Gibson Western Classic Prewar SJ-200 2007, taken back in trade, mint condition with original hardshell case. Call for price.
The Gibson Super Jumbo first appeared in 1937. It was built for Hollywood singing star Ray Whitley as the world's biggest and fanciest acoustic guitar. Other singing cowboys who later owned Super Jumbos includes Roy Rogers and Gene Autry. Western movies were tremendously popular and the singing cowboy heroes needed an instrument that was as big and bold as they were. As a consequence, the details were grand in scale and the bindings high in contrast to look good in black and white on the silver screen.
This model started production in 1938 as Gibson's top-of-the-line flat top guitar. It was initially called the Super Jumbo but the name changed in 1939 to the Super Jumbo 200. The name derived from its large 16 7/8" lower bout, with a double-braced red spruce top and rosewood back and sides and sunburst finish. In 1947 the name changed to the J-200 and the standard back and sides became highly figured maple.
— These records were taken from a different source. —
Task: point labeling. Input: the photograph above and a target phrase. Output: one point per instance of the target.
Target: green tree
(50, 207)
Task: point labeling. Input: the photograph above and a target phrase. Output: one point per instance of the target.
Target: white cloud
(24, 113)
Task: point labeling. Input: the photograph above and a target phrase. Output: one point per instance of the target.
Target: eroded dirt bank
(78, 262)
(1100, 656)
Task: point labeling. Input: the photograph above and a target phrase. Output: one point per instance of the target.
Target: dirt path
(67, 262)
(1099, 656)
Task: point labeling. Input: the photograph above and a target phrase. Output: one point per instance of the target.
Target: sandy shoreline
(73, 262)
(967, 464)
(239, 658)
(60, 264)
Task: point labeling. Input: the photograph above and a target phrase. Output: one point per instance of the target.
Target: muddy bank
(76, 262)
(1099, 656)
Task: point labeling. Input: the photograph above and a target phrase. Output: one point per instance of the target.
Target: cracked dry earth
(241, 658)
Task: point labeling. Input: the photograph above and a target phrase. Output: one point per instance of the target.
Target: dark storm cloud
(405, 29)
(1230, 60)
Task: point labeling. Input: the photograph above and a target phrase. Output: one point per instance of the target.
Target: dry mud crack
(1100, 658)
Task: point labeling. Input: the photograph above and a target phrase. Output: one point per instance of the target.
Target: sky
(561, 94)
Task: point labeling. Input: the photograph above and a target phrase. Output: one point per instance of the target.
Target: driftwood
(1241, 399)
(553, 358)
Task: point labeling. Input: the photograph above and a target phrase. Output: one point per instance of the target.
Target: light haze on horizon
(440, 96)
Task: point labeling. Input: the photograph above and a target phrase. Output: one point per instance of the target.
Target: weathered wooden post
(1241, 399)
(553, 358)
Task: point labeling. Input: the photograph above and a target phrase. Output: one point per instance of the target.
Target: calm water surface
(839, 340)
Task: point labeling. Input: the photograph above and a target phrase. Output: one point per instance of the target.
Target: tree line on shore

Gibson changed the name again in the 1950s to the SJ-200. Due to the depression and the following wartime austerity; demand for this expensive instrument was limited and production quantities were small.
The Gibson Western Classic Prewar 200 is a recreation of the prototype guitar developed for Ray Whitley.
The photograph is of Ray Whitley's Super Jumbo Custom. The photograph was found on the internet but also appears in the book: "Gibson Guitar - 100 Years of an American Icon" by Walter Carter and is credited to Gruhn Guitars.
The woman holding Gene Autry's Gibson 12 fret SJ-200 is Cindy Walker - songwriter in the Country Music Hall of Fame. Note the similarities to Ray Whitley's guitar. Once Autry saw Whitley's guitar he had to have one.